In his Meet The Press opening segment, Todd continues his devotion to false equivalencies by implying disinformation began with the Clinton era.

Oh, Chuck.

In today's opening of "Meet The Press," Chuck Todd introduced the show's theme: disinformation. "We'll look at the anatomy of a lie: how a story with just a kernel of truth can metastasize into a politically potent conspiracy theory." What Todd didn't say was, "in so doing, we will continue to elevate Bill Clinton's lie to the same category of treachery as Donald Trump's lies, thereby perpetuating the disinformation we claim to abhor." (Barbara Boxer had a thing or two to say about that with Joy Reid this morning...whose show is eminently more informative than Chuck Todd's.)

I mean, why WOULD he say that second part? It's not like his reputation has taken a beating for being an uneducated, lazy, anti-journalistic hack recently or anything.

That's right, kids, Todd again compared Bill Clinton's admittedly asinine statement, "It depends upon what the meaning of the word “is” is," to Rudy Giuliani's saying, "No, it isn’t truth.
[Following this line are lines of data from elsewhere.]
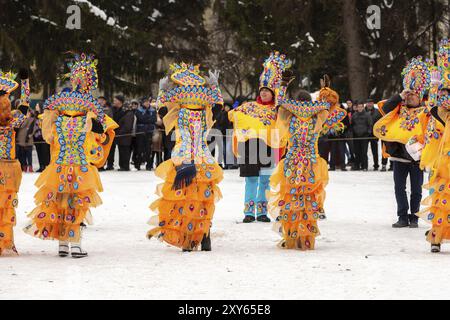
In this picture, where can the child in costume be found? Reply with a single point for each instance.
(434, 149)
(80, 136)
(189, 192)
(405, 116)
(10, 169)
(299, 182)
(255, 138)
Truth isn’t truth." Todd claimed disinformation isn't new, and instead of going all the way back to, say, Joe McCarthy — which much more readily squares up with the kind of disinformation happening today — went back to Bill Clinton saying...wait for it..."It depends upon what the meaning of the word “is” is." Twice.

In fairness, Todd did say the SCALE was new in Trumpworld, admitting that 15,413 was indeed a larger number than 1. So, journalistic props for taking that risk. *insert Nancy Pelosi SOTU clap here*

Then Todd pulled the Toddiest of "Both Sides" by proclaiming,

One real fear -- if both sides normalize disinformation as a political tactic. In the 2017 Alabama Senate race, a group of Democrats used online disinformation in the campaign against Roy Moore, circulating false evidence that Russian Twitter bots were working to elect Moore.
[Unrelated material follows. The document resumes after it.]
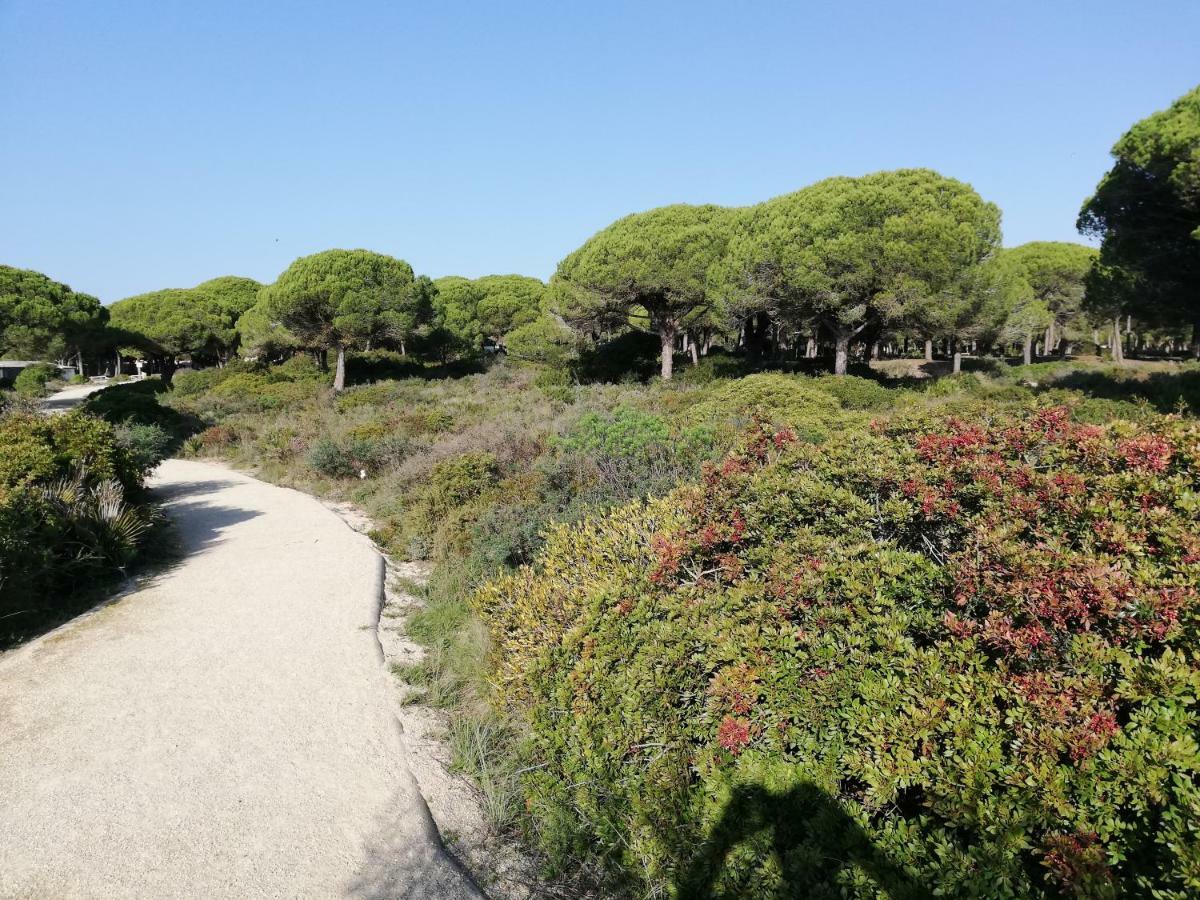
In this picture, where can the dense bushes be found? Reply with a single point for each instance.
(33, 379)
(727, 689)
(954, 660)
(71, 513)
The thing is, Chuckles, both sides DON'T normalize disinformation as a political tactic. The Democrats may fall prey to it as a mistake, but they correct themselves and move on. The Republicans, on the other hand, seek out disinformation. They knowlingly spread disinformation in order to win elections and retain power. Democrats value an educated, informed, discerning electorate. Republicans value an uninformed electorate.

Based on Chuck Todd's reporting, it's not hard to glean what kind of electorate he values.